İşte öç almayı hiç unutmayan patronlar yıllardır arıyor olmalılar ki, o satırı ve çalışmakta olduğu yeri bularak gerekli girişimleri yapmışlardı.

Bir yaşam öyküsünden kesitler

Onunla tanıştığımda toplam çalışan sayısı iki elin parmaklarını geçmeyen bir birimin yöneticisi konumundaydım. Benden on dört yaş büyüktü. Aralarında çocuğu olabilecek yaştaki adayların da bulunduğu gençlerle birlikte girdiği sınavı kazanarak çalışma arkadaşımız olmuş, böylece birimin yaş ortalamasında belirgin bir yükselme ortaya çıkmıştı.

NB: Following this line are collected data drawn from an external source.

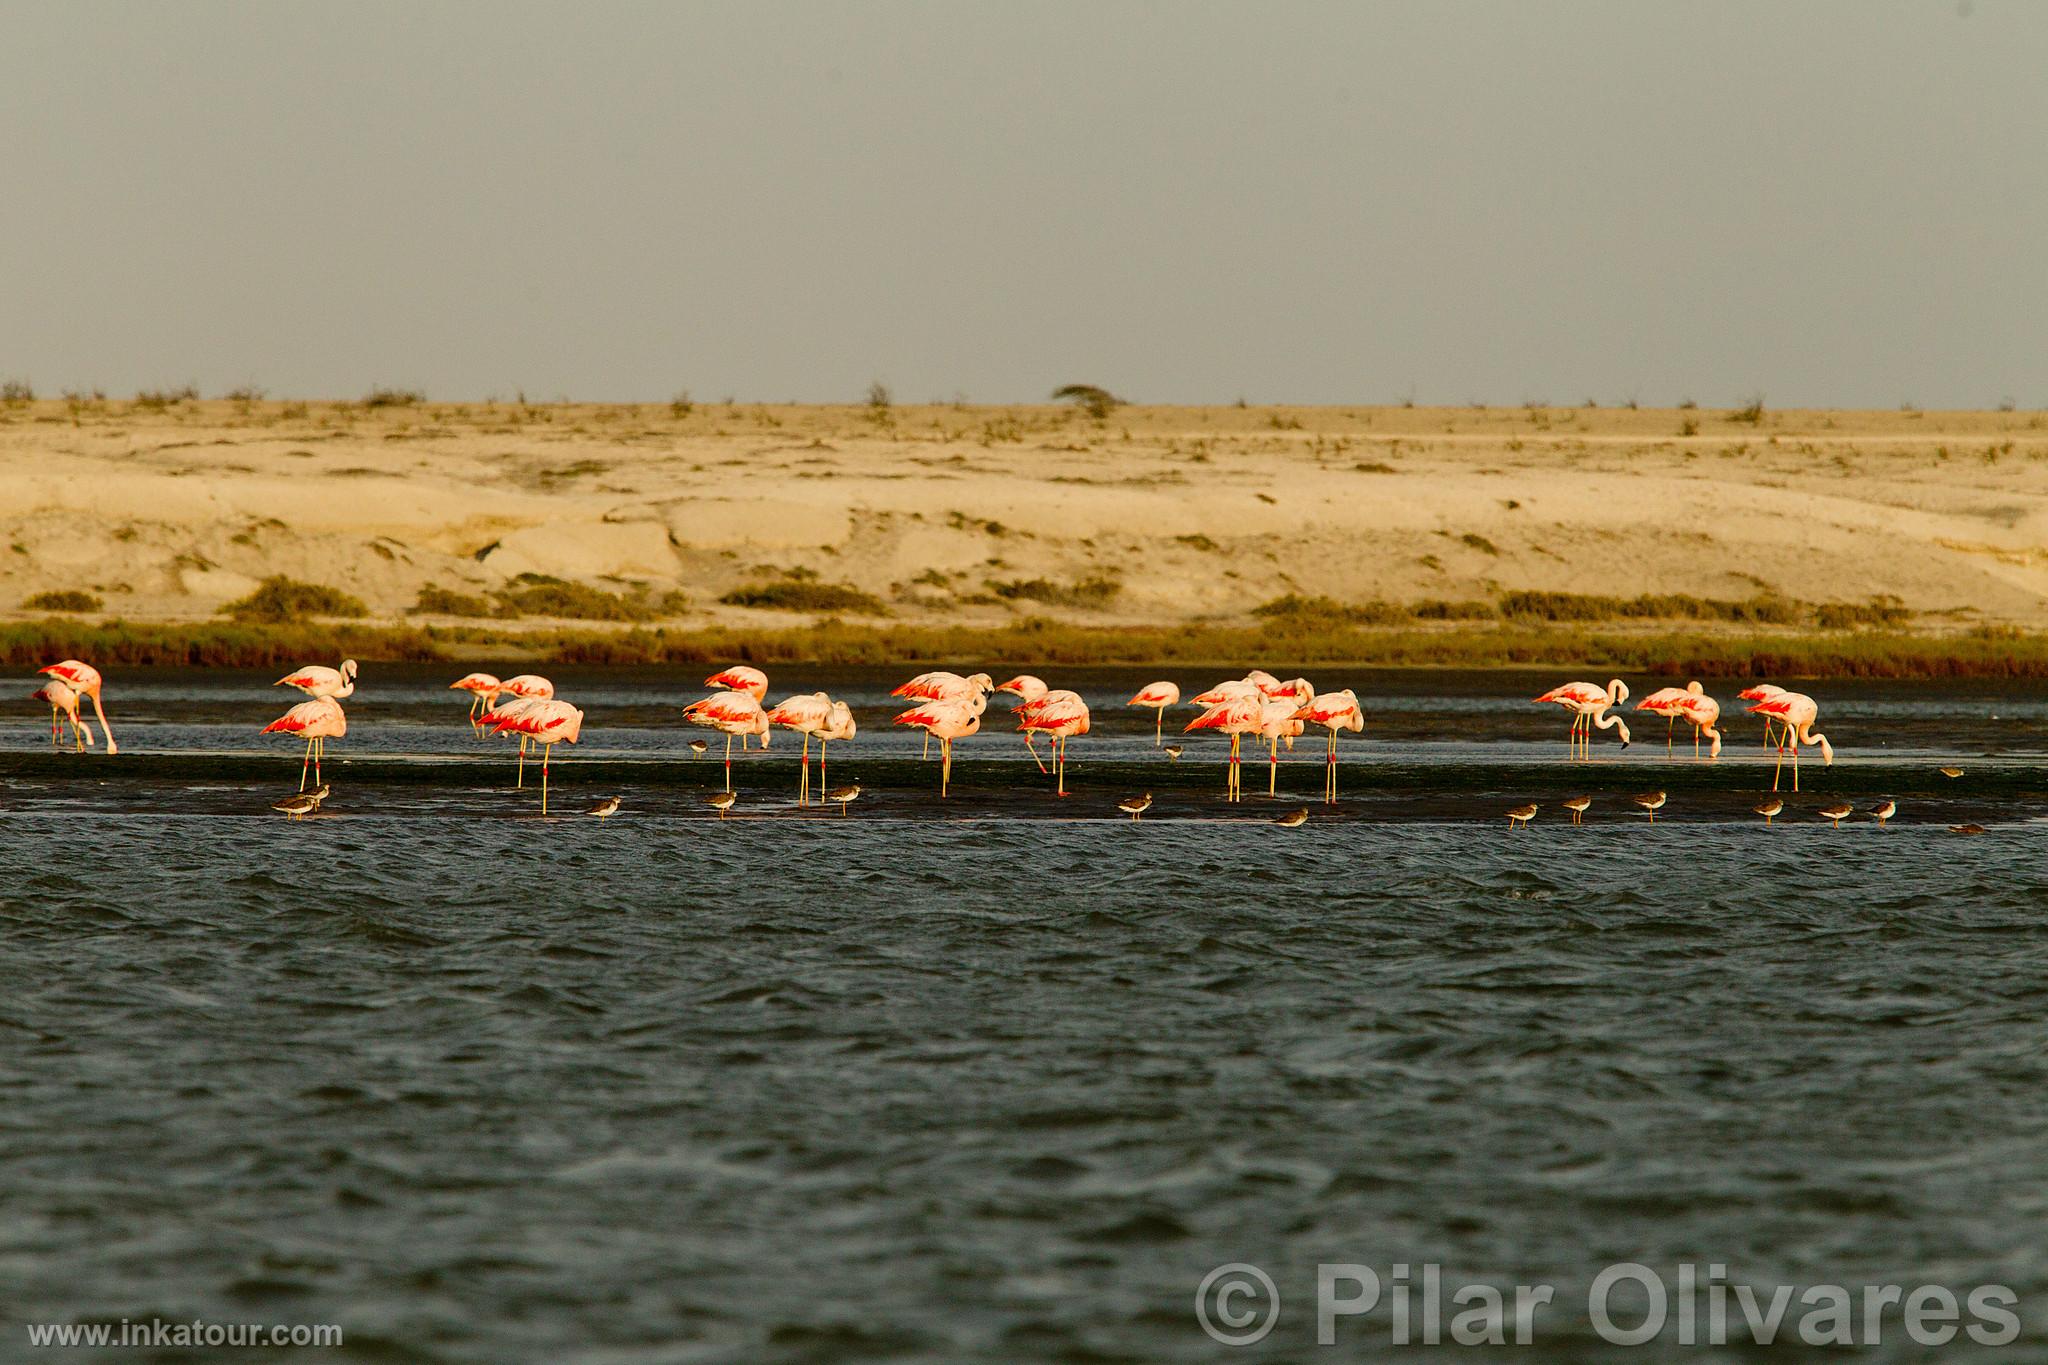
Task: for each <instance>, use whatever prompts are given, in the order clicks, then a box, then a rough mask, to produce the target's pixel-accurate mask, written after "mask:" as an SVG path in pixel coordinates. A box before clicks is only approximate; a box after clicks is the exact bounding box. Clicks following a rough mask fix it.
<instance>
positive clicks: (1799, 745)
mask: <svg viewBox="0 0 2048 1365" xmlns="http://www.w3.org/2000/svg"><path fill="white" fill-rule="evenodd" d="M1749 710H1753V712H1759V714H1763V716H1769V718H1774V720H1778V724H1782V726H1784V735H1780V737H1778V739H1780V743H1778V767H1776V769H1774V772H1772V790H1774V792H1776V790H1778V774H1780V772H1782V769H1784V765H1786V753H1784V747H1786V743H1790V745H1792V790H1794V792H1796V790H1798V747H1800V745H1821V759H1823V761H1825V763H1827V765H1833V763H1835V747H1833V745H1831V743H1827V735H1819V733H1815V729H1812V722H1815V720H1819V716H1821V704H1819V702H1815V700H1812V698H1810V696H1806V694H1804V692H1780V694H1778V696H1769V698H1765V700H1761V702H1757V704H1755V706H1751V708H1749Z"/></svg>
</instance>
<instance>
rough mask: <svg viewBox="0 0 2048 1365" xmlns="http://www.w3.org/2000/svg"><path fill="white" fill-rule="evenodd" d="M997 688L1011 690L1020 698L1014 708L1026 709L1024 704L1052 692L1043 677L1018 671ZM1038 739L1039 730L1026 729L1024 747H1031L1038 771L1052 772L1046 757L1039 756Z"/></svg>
mask: <svg viewBox="0 0 2048 1365" xmlns="http://www.w3.org/2000/svg"><path fill="white" fill-rule="evenodd" d="M995 690H997V692H1010V694H1014V696H1016V698H1018V702H1020V704H1018V706H1014V708H1012V710H1024V706H1030V704H1032V702H1036V700H1040V698H1044V694H1047V692H1051V688H1047V686H1044V679H1042V677H1034V675H1030V673H1018V675H1016V677H1012V679H1010V681H1006V684H997V688H995ZM1036 739H1038V731H1024V747H1026V749H1030V761H1032V763H1036V765H1038V772H1051V769H1049V767H1047V765H1044V759H1040V757H1038V745H1036V743H1034V741H1036Z"/></svg>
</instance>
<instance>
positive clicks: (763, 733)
mask: <svg viewBox="0 0 2048 1365" xmlns="http://www.w3.org/2000/svg"><path fill="white" fill-rule="evenodd" d="M682 714H684V718H686V720H688V722H690V724H705V726H711V729H715V731H725V790H727V792H731V790H733V735H760V737H762V749H766V747H768V712H766V710H762V704H760V698H758V696H754V694H752V692H713V694H711V696H707V698H705V700H702V702H690V704H688V706H684V708H682Z"/></svg>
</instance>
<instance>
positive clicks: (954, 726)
mask: <svg viewBox="0 0 2048 1365" xmlns="http://www.w3.org/2000/svg"><path fill="white" fill-rule="evenodd" d="M985 704H987V702H985V698H983V696H981V694H979V692H977V694H973V698H971V700H969V698H963V700H940V702H924V704H922V706H913V708H909V710H905V712H903V714H901V716H897V718H895V722H897V724H915V726H918V729H922V731H924V733H926V737H928V739H934V737H936V739H938V757H940V769H938V798H940V800H944V798H946V788H948V786H950V782H952V741H954V739H967V737H969V735H973V733H975V731H979V729H981V710H983V706H985Z"/></svg>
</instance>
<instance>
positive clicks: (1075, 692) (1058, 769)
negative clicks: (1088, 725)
mask: <svg viewBox="0 0 2048 1365" xmlns="http://www.w3.org/2000/svg"><path fill="white" fill-rule="evenodd" d="M1018 729H1020V731H1024V735H1044V737H1049V739H1051V741H1053V769H1055V772H1057V774H1059V794H1061V796H1065V794H1067V741H1069V739H1073V737H1075V735H1087V702H1083V700H1081V694H1079V692H1067V690H1065V688H1059V690H1053V692H1047V694H1044V696H1042V698H1038V700H1036V702H1026V704H1024V706H1018ZM1032 757H1036V753H1034V755H1032Z"/></svg>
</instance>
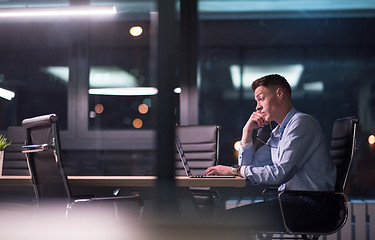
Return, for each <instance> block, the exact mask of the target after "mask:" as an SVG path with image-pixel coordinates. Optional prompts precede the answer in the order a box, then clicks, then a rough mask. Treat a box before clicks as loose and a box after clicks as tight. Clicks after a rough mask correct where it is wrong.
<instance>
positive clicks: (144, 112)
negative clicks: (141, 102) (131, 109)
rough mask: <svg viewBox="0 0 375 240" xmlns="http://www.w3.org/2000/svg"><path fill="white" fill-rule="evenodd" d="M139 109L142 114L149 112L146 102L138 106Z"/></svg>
mask: <svg viewBox="0 0 375 240" xmlns="http://www.w3.org/2000/svg"><path fill="white" fill-rule="evenodd" d="M138 111H139V112H140V113H142V114H146V113H147V112H148V106H147V105H146V104H144V103H142V104H141V105H139V106H138Z"/></svg>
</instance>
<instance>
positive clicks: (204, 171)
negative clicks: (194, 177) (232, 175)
mask: <svg viewBox="0 0 375 240" xmlns="http://www.w3.org/2000/svg"><path fill="white" fill-rule="evenodd" d="M203 175H232V167H228V166H223V165H217V166H214V167H209V168H207V169H206V171H204V172H203Z"/></svg>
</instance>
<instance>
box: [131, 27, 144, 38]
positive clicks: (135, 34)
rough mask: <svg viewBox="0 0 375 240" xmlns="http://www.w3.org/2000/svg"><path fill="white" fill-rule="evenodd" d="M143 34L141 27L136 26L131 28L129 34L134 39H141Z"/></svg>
mask: <svg viewBox="0 0 375 240" xmlns="http://www.w3.org/2000/svg"><path fill="white" fill-rule="evenodd" d="M142 32H143V29H142V28H141V27H140V26H134V27H132V28H130V30H129V33H130V35H132V36H133V37H139V36H140V35H141V34H142Z"/></svg>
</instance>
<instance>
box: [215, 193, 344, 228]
mask: <svg viewBox="0 0 375 240" xmlns="http://www.w3.org/2000/svg"><path fill="white" fill-rule="evenodd" d="M281 202H282V207H283V214H284V217H285V219H286V221H287V222H288V228H290V229H291V230H292V231H293V230H295V229H298V230H299V229H303V230H305V231H309V230H314V229H316V228H319V229H320V228H322V227H323V229H325V230H326V229H327V230H329V229H330V228H335V224H336V222H337V219H340V218H342V216H343V212H342V207H341V206H342V200H341V199H339V198H338V199H336V198H332V197H328V198H327V197H322V196H314V197H311V198H310V197H303V196H298V195H288V194H283V195H282V197H281ZM220 219H221V221H224V222H227V223H228V224H232V225H233V226H237V225H241V226H247V227H248V228H249V229H250V230H253V231H270V232H284V231H285V230H286V229H285V227H284V222H283V218H282V213H281V207H280V202H279V200H278V199H273V200H270V201H265V202H258V203H253V204H249V205H244V206H241V207H236V208H232V209H229V210H226V211H224V212H223V213H222V214H221V216H220Z"/></svg>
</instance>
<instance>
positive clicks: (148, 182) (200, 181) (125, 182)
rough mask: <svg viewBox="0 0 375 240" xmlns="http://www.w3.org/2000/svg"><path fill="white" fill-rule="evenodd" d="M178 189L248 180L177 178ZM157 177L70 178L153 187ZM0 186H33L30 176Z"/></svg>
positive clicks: (242, 184) (86, 180) (137, 186)
mask: <svg viewBox="0 0 375 240" xmlns="http://www.w3.org/2000/svg"><path fill="white" fill-rule="evenodd" d="M175 179H176V186H178V187H237V188H241V187H245V185H246V179H245V178H241V177H235V178H189V177H183V176H177V177H176V178H175ZM156 180H157V178H156V177H155V176H68V181H69V184H70V185H71V186H80V187H82V186H87V187H153V186H155V185H156ZM0 186H32V182H31V178H30V177H29V176H0Z"/></svg>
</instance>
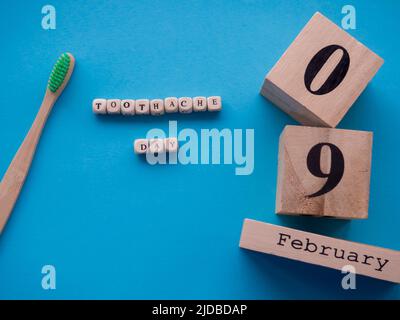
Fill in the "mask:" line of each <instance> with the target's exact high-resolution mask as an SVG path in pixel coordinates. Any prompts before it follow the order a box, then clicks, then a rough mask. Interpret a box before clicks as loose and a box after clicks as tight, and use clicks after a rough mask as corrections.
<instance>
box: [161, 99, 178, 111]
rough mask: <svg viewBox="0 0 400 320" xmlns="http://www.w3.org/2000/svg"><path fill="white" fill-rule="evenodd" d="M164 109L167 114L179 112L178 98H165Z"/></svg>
mask: <svg viewBox="0 0 400 320" xmlns="http://www.w3.org/2000/svg"><path fill="white" fill-rule="evenodd" d="M164 109H165V112H166V113H173V112H178V98H175V97H168V98H165V100H164Z"/></svg>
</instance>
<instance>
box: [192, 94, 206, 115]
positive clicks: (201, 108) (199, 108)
mask: <svg viewBox="0 0 400 320" xmlns="http://www.w3.org/2000/svg"><path fill="white" fill-rule="evenodd" d="M206 110H207V98H206V97H194V98H193V111H195V112H199V111H206Z"/></svg>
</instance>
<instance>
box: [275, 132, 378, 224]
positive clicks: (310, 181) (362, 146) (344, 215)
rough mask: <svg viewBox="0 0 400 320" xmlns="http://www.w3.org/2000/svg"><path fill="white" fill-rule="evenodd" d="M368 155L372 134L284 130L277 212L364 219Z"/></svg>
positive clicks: (368, 163)
mask: <svg viewBox="0 0 400 320" xmlns="http://www.w3.org/2000/svg"><path fill="white" fill-rule="evenodd" d="M371 153H372V132H367V131H354V130H342V129H331V128H315V127H303V126H286V127H285V129H284V130H283V132H282V134H281V137H280V141H279V159H278V184H277V193H276V213H278V214H296V215H298V214H302V215H313V216H330V217H336V218H343V219H366V218H367V217H368V203H369V184H370V170H371Z"/></svg>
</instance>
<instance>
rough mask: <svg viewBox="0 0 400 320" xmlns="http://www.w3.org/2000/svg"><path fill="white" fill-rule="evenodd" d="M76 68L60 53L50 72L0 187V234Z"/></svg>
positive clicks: (1, 180) (73, 63)
mask: <svg viewBox="0 0 400 320" xmlns="http://www.w3.org/2000/svg"><path fill="white" fill-rule="evenodd" d="M74 65H75V58H74V57H73V56H72V54H70V53H63V54H62V55H61V56H60V58H59V59H58V60H57V62H56V64H55V65H54V68H53V71H52V72H51V75H50V78H49V83H48V85H47V88H46V93H45V95H44V98H43V102H42V105H41V106H40V109H39V112H38V113H37V115H36V118H35V121H34V122H33V124H32V126H31V128H30V130H29V132H28V134H27V135H26V137H25V139H24V141H23V142H22V144H21V146H20V147H19V149H18V151H17V153H16V155H15V156H14V159H13V160H12V161H11V164H10V166H9V167H8V169H7V171H6V173H5V174H4V177H3V179H2V180H1V183H0V234H1V233H2V232H3V229H4V226H5V225H6V223H7V220H8V218H9V216H10V214H11V212H12V210H13V208H14V205H15V202H16V201H17V198H18V195H19V193H20V191H21V188H22V186H23V184H24V181H25V178H26V176H27V174H28V171H29V168H30V166H31V162H32V159H33V156H34V154H35V151H36V146H37V144H38V142H39V139H40V136H41V133H42V130H43V128H44V125H45V123H46V120H47V117H48V116H49V114H50V111H51V109H52V108H53V105H54V103H55V102H56V101H57V99H58V97H59V96H60V95H61V93H62V92H63V90H64V88H65V86H66V85H67V83H68V81H69V79H70V77H71V74H72V71H73V69H74Z"/></svg>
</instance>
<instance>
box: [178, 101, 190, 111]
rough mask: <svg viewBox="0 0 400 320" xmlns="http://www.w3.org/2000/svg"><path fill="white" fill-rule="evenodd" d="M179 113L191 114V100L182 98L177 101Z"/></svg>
mask: <svg viewBox="0 0 400 320" xmlns="http://www.w3.org/2000/svg"><path fill="white" fill-rule="evenodd" d="M178 103H179V112H180V113H191V112H192V110H193V101H192V98H189V97H182V98H179V100H178Z"/></svg>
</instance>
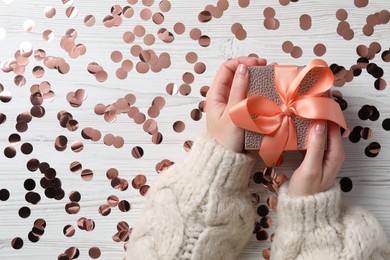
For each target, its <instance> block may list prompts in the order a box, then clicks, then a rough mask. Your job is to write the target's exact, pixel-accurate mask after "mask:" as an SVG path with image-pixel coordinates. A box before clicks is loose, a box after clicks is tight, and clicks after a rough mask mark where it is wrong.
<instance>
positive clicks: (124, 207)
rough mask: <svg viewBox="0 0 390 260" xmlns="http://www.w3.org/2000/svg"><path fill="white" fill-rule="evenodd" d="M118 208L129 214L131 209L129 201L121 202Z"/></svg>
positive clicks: (122, 210)
mask: <svg viewBox="0 0 390 260" xmlns="http://www.w3.org/2000/svg"><path fill="white" fill-rule="evenodd" d="M118 208H119V210H120V211H122V212H128V211H129V210H130V209H131V206H130V203H129V202H128V201H127V200H121V201H120V202H119V204H118Z"/></svg>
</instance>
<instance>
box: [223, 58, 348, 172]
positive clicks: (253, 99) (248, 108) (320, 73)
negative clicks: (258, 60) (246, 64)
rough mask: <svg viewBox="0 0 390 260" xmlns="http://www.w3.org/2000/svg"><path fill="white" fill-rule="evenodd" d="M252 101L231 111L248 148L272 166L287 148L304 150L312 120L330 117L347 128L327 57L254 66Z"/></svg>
mask: <svg viewBox="0 0 390 260" xmlns="http://www.w3.org/2000/svg"><path fill="white" fill-rule="evenodd" d="M248 73H249V88H248V94H247V99H245V100H243V101H241V102H240V103H239V104H238V105H236V106H235V107H233V108H232V110H231V111H230V115H231V118H232V120H233V122H234V123H235V124H236V125H237V126H239V127H242V128H244V129H245V149H246V150H259V154H260V156H261V157H262V158H263V160H264V162H265V163H266V164H267V166H269V167H270V166H272V165H273V164H274V163H275V162H276V161H277V160H278V159H279V157H280V155H281V154H282V152H283V151H288V150H304V149H306V147H307V139H308V136H309V132H310V129H311V126H312V124H313V123H315V122H316V121H318V120H323V121H325V122H327V121H328V120H331V121H333V122H336V123H338V124H339V125H341V126H342V127H344V128H346V124H345V120H344V117H343V115H342V112H341V109H340V106H339V105H338V104H337V103H336V102H335V101H334V100H333V99H332V98H330V91H329V89H330V88H331V87H332V84H333V74H332V72H331V70H330V69H329V68H328V66H327V64H326V63H325V62H324V61H322V60H319V59H317V60H313V61H311V62H310V63H309V64H308V65H307V66H296V65H272V66H250V67H248Z"/></svg>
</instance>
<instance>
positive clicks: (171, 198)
mask: <svg viewBox="0 0 390 260" xmlns="http://www.w3.org/2000/svg"><path fill="white" fill-rule="evenodd" d="M252 169H253V159H252V158H251V157H250V156H249V155H245V154H237V153H233V152H231V151H227V150H225V149H224V148H223V147H222V146H220V145H218V144H217V143H216V142H215V141H213V140H211V139H210V138H209V137H207V136H203V137H201V138H199V139H198V140H197V141H195V142H194V145H193V147H192V150H191V152H190V153H189V155H188V157H187V158H186V159H185V160H184V161H183V162H181V163H178V164H176V165H174V166H172V167H170V168H169V169H168V170H167V171H166V172H164V173H162V175H161V176H159V180H158V182H157V184H156V185H155V186H154V187H152V188H151V189H150V190H149V191H148V194H147V196H146V197H147V203H146V206H145V211H144V214H143V216H142V218H141V220H140V222H139V223H138V224H137V225H136V227H135V228H134V231H133V233H132V234H131V236H130V241H129V243H128V245H127V259H130V260H156V259H159V260H160V259H161V260H172V259H194V260H195V259H196V260H230V259H236V258H237V256H238V255H239V254H240V252H241V250H242V249H243V247H244V246H245V244H246V243H247V241H248V239H249V238H250V236H251V233H252V231H253V228H254V222H255V213H254V210H253V208H252V205H251V202H250V201H251V200H250V194H249V189H248V182H249V179H250V173H251V172H252ZM287 185H288V184H285V185H283V186H282V187H281V189H280V193H279V200H278V201H279V202H278V208H277V214H278V221H279V226H278V228H277V230H276V232H275V237H274V240H273V244H272V249H271V259H272V260H290V259H298V260H303V259H305V260H306V259H310V260H311V259H315V260H334V259H348V260H365V259H372V260H385V259H390V245H389V244H388V242H387V239H386V236H385V234H384V232H383V230H382V229H381V227H380V226H379V224H378V222H377V221H376V219H375V218H374V217H373V216H372V215H370V214H369V213H368V212H367V211H365V210H363V209H361V208H359V207H342V206H341V205H340V189H339V187H338V186H337V185H335V186H334V187H332V188H331V189H329V190H328V191H325V192H321V193H317V194H315V195H312V196H305V197H294V198H291V197H289V196H288V194H287ZM259 257H260V256H259Z"/></svg>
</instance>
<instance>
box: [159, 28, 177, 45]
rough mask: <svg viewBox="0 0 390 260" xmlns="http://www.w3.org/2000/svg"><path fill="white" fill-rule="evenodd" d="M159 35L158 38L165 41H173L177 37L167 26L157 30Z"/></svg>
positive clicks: (167, 41) (168, 41) (165, 41)
mask: <svg viewBox="0 0 390 260" xmlns="http://www.w3.org/2000/svg"><path fill="white" fill-rule="evenodd" d="M157 35H158V38H159V39H160V40H162V41H163V42H165V43H171V42H173V41H174V39H175V37H174V36H173V34H172V33H171V32H170V31H168V30H167V29H165V28H161V29H159V30H158V32H157Z"/></svg>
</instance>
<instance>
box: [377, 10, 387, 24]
mask: <svg viewBox="0 0 390 260" xmlns="http://www.w3.org/2000/svg"><path fill="white" fill-rule="evenodd" d="M378 18H379V20H380V22H381V24H387V23H388V22H389V21H390V12H389V11H388V10H382V11H380V12H379V14H378Z"/></svg>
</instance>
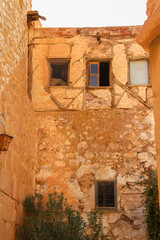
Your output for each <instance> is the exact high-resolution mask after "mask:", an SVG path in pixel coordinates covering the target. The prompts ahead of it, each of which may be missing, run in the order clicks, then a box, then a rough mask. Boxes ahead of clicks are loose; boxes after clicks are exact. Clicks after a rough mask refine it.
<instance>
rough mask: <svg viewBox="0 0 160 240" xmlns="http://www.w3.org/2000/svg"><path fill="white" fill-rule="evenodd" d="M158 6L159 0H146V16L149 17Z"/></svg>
mask: <svg viewBox="0 0 160 240" xmlns="http://www.w3.org/2000/svg"><path fill="white" fill-rule="evenodd" d="M159 4H160V1H159V0H148V2H147V15H148V16H151V15H152V14H153V13H154V12H155V10H156V9H157V8H158V6H159Z"/></svg>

Ama bu hiçbir zaman sorun yaratmadı. Tersine, genç çalışma arkadaşlarımızın yönetilip yönlendirilmesinde bana kendiliğinden bir yardım sağladı. Örneğin, onun zamanında işe gelme ve iş saatlerini verimli kullanma konusundaki titizliği, gençler için örnek oluşturuyor; benim bu konulardaki öğütlerimden, ricalarımdan, gözdağı vermelerimden daha çok etkili oluyordu. Koskoca adam bu kadar disiplinli çalışırken biz dalga geçersek ayıp olur, diye düşündüklerinden eminim.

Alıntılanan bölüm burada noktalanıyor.